Boarding on our flight back from Sydney to New Zealand after a long flight from Denpasar to Sydney, we were quite surprised as we thought we were taking the wrong flight. When as soon as we got on the plane, we could hear and see an ocean of people were chatting in Chinese loudly with bursts of laughter and happy faces sitting at most of the seats. And then there were language barrier between them and the flight attendants--some of them did not even care where they're going to sit that the security had to ask them to sit at their own seats mentioned on their boarding cards, and checked everyone up several times and made sure there were nobody left behind. It was so funny and we were slightly late because of it. The flight attendants were so patient though that they could be bridging the difficulties to a better understanding of mutual needs. Anyway, it was just an amusing flight back home.
This is the hotel we stayed in for 4 weeks in Ubud, Bali. It is called Gayatri Bungalows, situated in the heart of Ubud. The location is slightly hidden and laid amongst paddy fields. It is provided free Wi Fi, although it does not reach where we stayed at our third floor room. They said they're going to fix the signal to reach the highest place, but it did not happen until we had our last day there. The hotel has a large swimming pool which is divided to two parts, a deeper one for adults and a shallow part for children. The surroundings is green and fairly quiet. The price is reasonable cheap for a spacious hotel room, although it is not well-equipped like business hotels in Jakarta or Auckland. However, hotels in Ubud, I supposed, are designed for leisures and hideouts. We quite like it there.
Our holiday went smoothly, although I had to be suffered from lungs infections and slowly recovered in three weeks. I could only enjoy my time when the cough was shut up and the flame was dry, just in the end of our trip. However, I managed to take the kids to a local children arts and music centre, to learn Balinese gamelan, dance, and fruit carving.
The art and music centre is called Pondok Pekak. It is situated near a football field, between Tutmak and DeliCat. If you happen to take a trip to Jalan Dewi Sita, Ubud and intend to take your children there, you can find it easily as they put a billboard on the pathway near the back entrance of Tutmak Espresso Cafe.
They've been learning various of Balinese gamelan instruments, basic Balinese musical notes and dance movements, every day for two weeks. We could see that Ben is developing much interest and talent in Balinese Melody gamelan, although he had tried out to play Balinese Jegog (Bamboo gamelan) and drum. We were so pleased that Ben himself said that he really enjoyed that particular instrument although he also liked learning Baris Warrior dance. I could see him myself hammering those notes on the stage as it is his personal interest and his best enjoyment of traditional music, with head bopping up and down, following the rhythm. He is not really a person who loves being on the highlight, so his choice of playing instrument fits his character much. Best thing he enjoys doing so far.
Sarah, on the other hand, was a bit of a character. She loves performance and loves dressing up. She took dance class nearly every day for two weeks, interchanging with her other developing interest of fruit decoration, learning drum and jegog. She loves dancing the best. She has to work hard on that if she really wants to perform well, and I can say she has a heart on it, so I assume she'll do better in months rather than days. She was also good at fruit decoration and seemed not afraid of knives. She is fearless, that girl. She did well on fruit decoration class and went home with a group of carved and decorated vegetables.
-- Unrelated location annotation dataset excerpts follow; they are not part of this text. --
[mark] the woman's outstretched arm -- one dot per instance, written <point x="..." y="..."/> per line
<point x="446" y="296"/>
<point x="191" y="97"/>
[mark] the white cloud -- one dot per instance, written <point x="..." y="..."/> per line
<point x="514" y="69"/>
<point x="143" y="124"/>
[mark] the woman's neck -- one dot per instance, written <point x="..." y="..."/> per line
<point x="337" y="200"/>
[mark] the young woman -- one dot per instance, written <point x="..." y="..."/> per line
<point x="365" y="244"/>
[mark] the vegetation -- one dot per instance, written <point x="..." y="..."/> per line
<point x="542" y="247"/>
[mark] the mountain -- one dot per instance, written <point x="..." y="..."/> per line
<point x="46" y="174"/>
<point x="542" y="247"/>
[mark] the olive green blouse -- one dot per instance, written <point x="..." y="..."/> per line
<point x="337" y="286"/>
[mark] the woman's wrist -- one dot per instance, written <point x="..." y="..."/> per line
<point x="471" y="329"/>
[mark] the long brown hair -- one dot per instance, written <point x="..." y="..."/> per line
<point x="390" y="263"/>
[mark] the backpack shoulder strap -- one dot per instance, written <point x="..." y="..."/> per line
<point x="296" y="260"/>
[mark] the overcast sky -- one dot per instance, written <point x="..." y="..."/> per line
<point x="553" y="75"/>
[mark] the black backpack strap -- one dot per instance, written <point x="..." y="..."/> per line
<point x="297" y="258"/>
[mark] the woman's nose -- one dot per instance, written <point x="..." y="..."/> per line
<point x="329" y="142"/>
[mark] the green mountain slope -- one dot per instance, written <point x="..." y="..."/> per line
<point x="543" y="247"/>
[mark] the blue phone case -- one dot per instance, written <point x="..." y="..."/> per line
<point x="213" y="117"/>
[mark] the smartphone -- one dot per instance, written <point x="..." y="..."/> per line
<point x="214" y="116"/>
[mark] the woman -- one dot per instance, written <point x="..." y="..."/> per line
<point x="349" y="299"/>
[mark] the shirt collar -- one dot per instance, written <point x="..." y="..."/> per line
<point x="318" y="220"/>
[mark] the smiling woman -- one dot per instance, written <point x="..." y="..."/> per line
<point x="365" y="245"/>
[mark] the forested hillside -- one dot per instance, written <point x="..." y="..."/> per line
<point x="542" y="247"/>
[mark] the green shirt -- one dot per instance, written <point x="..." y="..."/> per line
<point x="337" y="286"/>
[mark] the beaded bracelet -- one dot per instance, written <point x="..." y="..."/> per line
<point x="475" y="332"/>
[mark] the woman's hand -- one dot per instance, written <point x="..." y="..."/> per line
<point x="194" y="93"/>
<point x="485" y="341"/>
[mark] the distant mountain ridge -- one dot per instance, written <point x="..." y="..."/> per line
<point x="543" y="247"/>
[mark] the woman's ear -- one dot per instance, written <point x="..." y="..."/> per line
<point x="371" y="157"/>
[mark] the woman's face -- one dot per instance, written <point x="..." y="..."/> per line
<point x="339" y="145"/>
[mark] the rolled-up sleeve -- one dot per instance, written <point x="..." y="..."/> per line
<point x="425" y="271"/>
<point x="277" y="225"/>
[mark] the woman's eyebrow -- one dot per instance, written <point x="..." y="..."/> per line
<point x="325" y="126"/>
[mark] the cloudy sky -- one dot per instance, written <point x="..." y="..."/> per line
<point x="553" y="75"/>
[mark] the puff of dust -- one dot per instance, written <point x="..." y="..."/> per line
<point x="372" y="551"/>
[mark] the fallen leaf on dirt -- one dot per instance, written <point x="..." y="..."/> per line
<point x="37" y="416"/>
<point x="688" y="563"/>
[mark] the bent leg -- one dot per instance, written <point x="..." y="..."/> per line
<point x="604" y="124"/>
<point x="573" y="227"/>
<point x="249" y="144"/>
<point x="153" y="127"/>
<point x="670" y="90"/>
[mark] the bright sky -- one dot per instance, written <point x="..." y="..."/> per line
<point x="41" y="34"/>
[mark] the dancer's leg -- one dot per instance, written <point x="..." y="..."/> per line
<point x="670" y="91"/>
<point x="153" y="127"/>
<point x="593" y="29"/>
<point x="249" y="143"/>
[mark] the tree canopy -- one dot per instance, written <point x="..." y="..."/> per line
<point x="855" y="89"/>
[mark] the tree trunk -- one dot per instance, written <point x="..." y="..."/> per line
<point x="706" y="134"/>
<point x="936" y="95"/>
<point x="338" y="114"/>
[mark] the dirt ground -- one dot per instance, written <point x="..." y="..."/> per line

And yes, we watched various Balinese traditional dances after dinner, several times a week. It is a nice way for the kids to learn and watch what they learn at the dance class, to see how the dancers actually perform what they've learned.
Same dances are performed by different art and music groups, therefore, there are various movements, newly invented or repeated, never get us bored, though. Sarah took much attention on the costumes while Ben was taking in the rhythm of Balinese gamelan.
There are some dances we just newly watched, combined in one package, such as this Satya Brasta Dance, performed by Chandra Wirabhuana, live on Lotus Pond or Saraswati Temple/Ubud Water Palace.
This dance is extracted from Mahabhrata story, an Indonesian Hindu epic of a battle between the kingdoms of Kurawa and Pandawa, two groups of siblings in the ancient world. One of the character who took a big role on the story is called Karna, a chief of commander in Kurawa family who was a great warrior and took a life of Gatotkaca on the side of Pandawa Kingdom. Karna has a deadly weapon which fears most of his enemies, which is called Konta, a magic arrow that kills Gatotkaca in Mahabhrata war.
We also watched dances, performed by Ben and Sarah's art and music teachers of Pondok Pekak where they learned musical instruments and dances. They looked so proud of their teachers and watched every movement without blinking!
Ubud is the village we'll come back for more in years to come. We love it there. Come to Ubud if you happen to be traveling in the Southeast Asia, especially when your children would love to experience different artistic worlds.